Scorie - Numeri e (pre)giudizio

Una settimana dopo le elezioni politiche italiane, è stata la volta del primo turno delle presidenziali in Brasile. Ad affrontarsi il presidente uscente, Jair Bolsonaro, e il riabilitato Luiz Inacio Lula da Silva.

Quest'ultimo è un idolo dei progressisti di ogni dove, che hanno attribuito alle sue capacità di governare i benefici dell'andamento dei prezzi delle materie prime di cui il Brasile ha goduto durante il suo periodo da presidente (lo stesso motivo per cui anche il venezuelano Chavez ha goduto di credito per un certo periodo, pur dando il colpo di grazia al Venezuela).

Non mi interessa più di tanto la contesa in sé, né ho motivi per sostenere il presidente uscente. Mi interessa piuttosto uno degli argomenti ampiamente utilizzati per giustificare il vantaggio di Lula nei sondaggi, ossia la fallimentare gestione della pandemia da parte di Bolsonaro. Reo di non essere stato tra i lockdownisti e vaccinisti che altrove hanno segregato in casa le persone e imposto la vaccinazione, pena la pressoché totale impossibilità di lavorare e condurre una vita non isolata.

Stando ai numeri riportati da Bloomberg e basati sul database della Johns Hopkins University, finora in Brasile sono attribuiti al Covid 686mila morti da inizio pandemia, pari allo 0,316% della popolazione. Nel Canada del progressista Justin Trudeau, i morti sono stati lo 0,392% della popolazione. In Belgio lo 0,384%; negli Stati Uniti lo 0,314% e nella lockdownista e speranzista Italia lo 0,29%.

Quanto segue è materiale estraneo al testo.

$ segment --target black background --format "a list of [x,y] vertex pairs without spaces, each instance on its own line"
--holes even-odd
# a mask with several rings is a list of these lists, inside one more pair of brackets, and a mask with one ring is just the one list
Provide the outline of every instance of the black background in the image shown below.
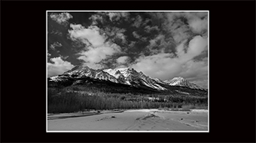
[[[209,133],[46,133],[46,10],[209,10]],[[255,2],[2,1],[1,142],[255,142]]]

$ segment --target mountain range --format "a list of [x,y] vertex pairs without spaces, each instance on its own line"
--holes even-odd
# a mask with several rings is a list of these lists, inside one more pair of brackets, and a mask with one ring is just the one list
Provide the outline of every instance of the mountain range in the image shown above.
[[[78,79],[90,77],[102,81],[109,81],[117,84],[127,85],[135,87],[148,87],[158,91],[166,91],[168,86],[186,87],[190,89],[206,91],[194,83],[191,83],[182,77],[162,81],[157,78],[146,76],[142,72],[137,72],[131,67],[116,69],[94,70],[86,65],[75,66],[72,70],[64,72],[62,75],[48,78],[48,81],[59,82],[66,80],[65,76]],[[79,82],[78,80],[76,82]],[[76,82],[74,82],[75,84]]]

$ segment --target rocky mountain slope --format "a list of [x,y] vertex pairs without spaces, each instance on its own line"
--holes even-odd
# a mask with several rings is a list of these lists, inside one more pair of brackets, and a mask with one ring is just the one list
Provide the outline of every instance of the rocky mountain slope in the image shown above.
[[[64,78],[63,78],[64,77]],[[162,81],[157,78],[152,78],[145,75],[142,72],[137,72],[131,67],[93,70],[87,66],[76,66],[72,70],[48,78],[51,82],[59,82],[66,80],[67,78],[79,79],[90,77],[91,79],[111,82],[127,85],[135,87],[148,87],[158,91],[166,91],[171,86],[182,86],[191,89],[205,90],[196,84],[190,83],[182,77],[173,78],[171,80]],[[79,80],[75,80],[78,83]]]

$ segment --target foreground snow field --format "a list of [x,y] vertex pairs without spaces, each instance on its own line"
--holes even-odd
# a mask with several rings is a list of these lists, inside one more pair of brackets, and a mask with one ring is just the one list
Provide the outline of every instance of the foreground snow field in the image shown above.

Pur tenendo conto di differenze nelle modalità di compilazione di queste statistiche (in Italia sono stati classificate come morte per Covid anche persone con gravi patologie pregresse che risultavano positive al virus al momento del decesso), a me pare che in Brasile i numeri non siano affatto peggio che in Paesi nei quali non si è attribuito ai governi uscenti la responsabilità di una gestione fallimentare della sanità.

Ma se i numeri non contano, il giudizio diventa pregiudizio.